In a lucky case, the cluster is in warning state, so it lets us know in advance, that there is a problem – but this wasn’t the case for us. Let’s go deeper now, and look at the reasons behind.
Things we could compare:
- number of documents in a shard and its replica
- deleted docs in a shard and its replica
- max_docs (total number of documents) in a shard and its replica
How did this hit us?
In our case, the cluster was green, because the number of documents in both the primary shard and its replica were the same.
However max_docs (= docs + deleted docs) differed.
Deleted documents were different in the primary and its replica, and since deleted documents contribute to the inverse document frequency score calculation, this lead to different scores.
The original cluster health endpoint does not cover this case, which prevented us in noticing the replication problem in advance. However, such a check is easy to implement by comparing this number for all of the nodes and replicas inside the cluster.
How did we fix it?
There isn’t an easy way to force a healthy looking replica to resynchronise. We found two options, we could go for.
1. Rerouting or reallocation
Force reallocation of a shard (in our case a replica). While reallocation is done, a resynch will also be applied, which will fix the corrupted replica.
However /reroute is not an allowed operation for Amazon Elasticsearch service, so we had to pick a more harsh solution.
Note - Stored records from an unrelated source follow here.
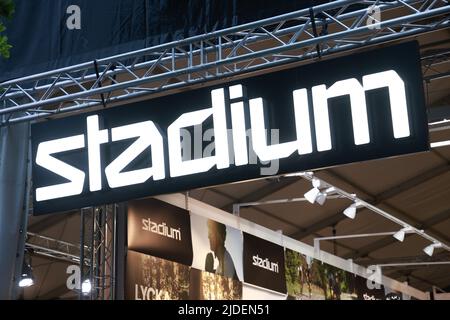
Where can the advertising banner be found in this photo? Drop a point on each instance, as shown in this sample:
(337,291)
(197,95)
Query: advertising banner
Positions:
(359,107)
(264,264)
(152,278)
(160,229)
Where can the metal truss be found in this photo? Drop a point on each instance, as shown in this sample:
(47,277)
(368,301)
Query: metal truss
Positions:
(296,36)
(430,63)
(53,248)
(98,228)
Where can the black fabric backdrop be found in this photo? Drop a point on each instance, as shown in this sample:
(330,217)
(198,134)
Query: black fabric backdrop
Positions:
(41,41)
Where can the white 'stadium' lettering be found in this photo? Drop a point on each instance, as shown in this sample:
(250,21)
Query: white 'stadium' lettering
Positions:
(148,134)
(74,175)
(161,228)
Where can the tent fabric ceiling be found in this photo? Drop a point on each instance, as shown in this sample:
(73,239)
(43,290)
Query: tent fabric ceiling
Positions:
(415,188)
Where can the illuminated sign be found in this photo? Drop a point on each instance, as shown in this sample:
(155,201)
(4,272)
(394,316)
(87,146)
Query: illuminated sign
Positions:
(349,109)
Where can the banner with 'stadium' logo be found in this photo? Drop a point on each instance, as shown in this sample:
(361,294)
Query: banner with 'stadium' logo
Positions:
(160,229)
(264,264)
(359,107)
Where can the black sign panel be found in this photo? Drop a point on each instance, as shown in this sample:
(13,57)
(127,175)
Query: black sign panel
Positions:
(160,229)
(264,264)
(355,108)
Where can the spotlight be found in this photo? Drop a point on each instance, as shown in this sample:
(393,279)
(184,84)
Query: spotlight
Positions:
(26,276)
(430,248)
(321,198)
(312,194)
(315,195)
(350,212)
(86,286)
(317,183)
(400,235)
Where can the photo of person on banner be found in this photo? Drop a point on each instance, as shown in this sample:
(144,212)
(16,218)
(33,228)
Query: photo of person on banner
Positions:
(217,234)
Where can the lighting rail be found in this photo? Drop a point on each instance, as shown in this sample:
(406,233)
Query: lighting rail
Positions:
(229,52)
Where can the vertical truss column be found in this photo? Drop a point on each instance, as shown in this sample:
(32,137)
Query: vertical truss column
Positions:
(98,232)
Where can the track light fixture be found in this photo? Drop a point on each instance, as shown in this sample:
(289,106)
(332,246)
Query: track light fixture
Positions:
(315,195)
(400,235)
(26,276)
(312,194)
(430,248)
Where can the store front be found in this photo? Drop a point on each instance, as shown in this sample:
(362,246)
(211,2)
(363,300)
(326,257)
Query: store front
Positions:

2. Setting replicas to zero
It’s not the most elegant solution we could think of, but it solved our problems. The number of replicas can be modified at any time, even after an index creation. A possible way to fix the corrupt replicas is to set the number of replicas to zero, wait for the changes to apply, then reset the number of replicas to one (or the number of replicas you want to have).
This just worked. It’s annoying though, that AES did not complain while the replicas (delete operations) were not correctly indexed.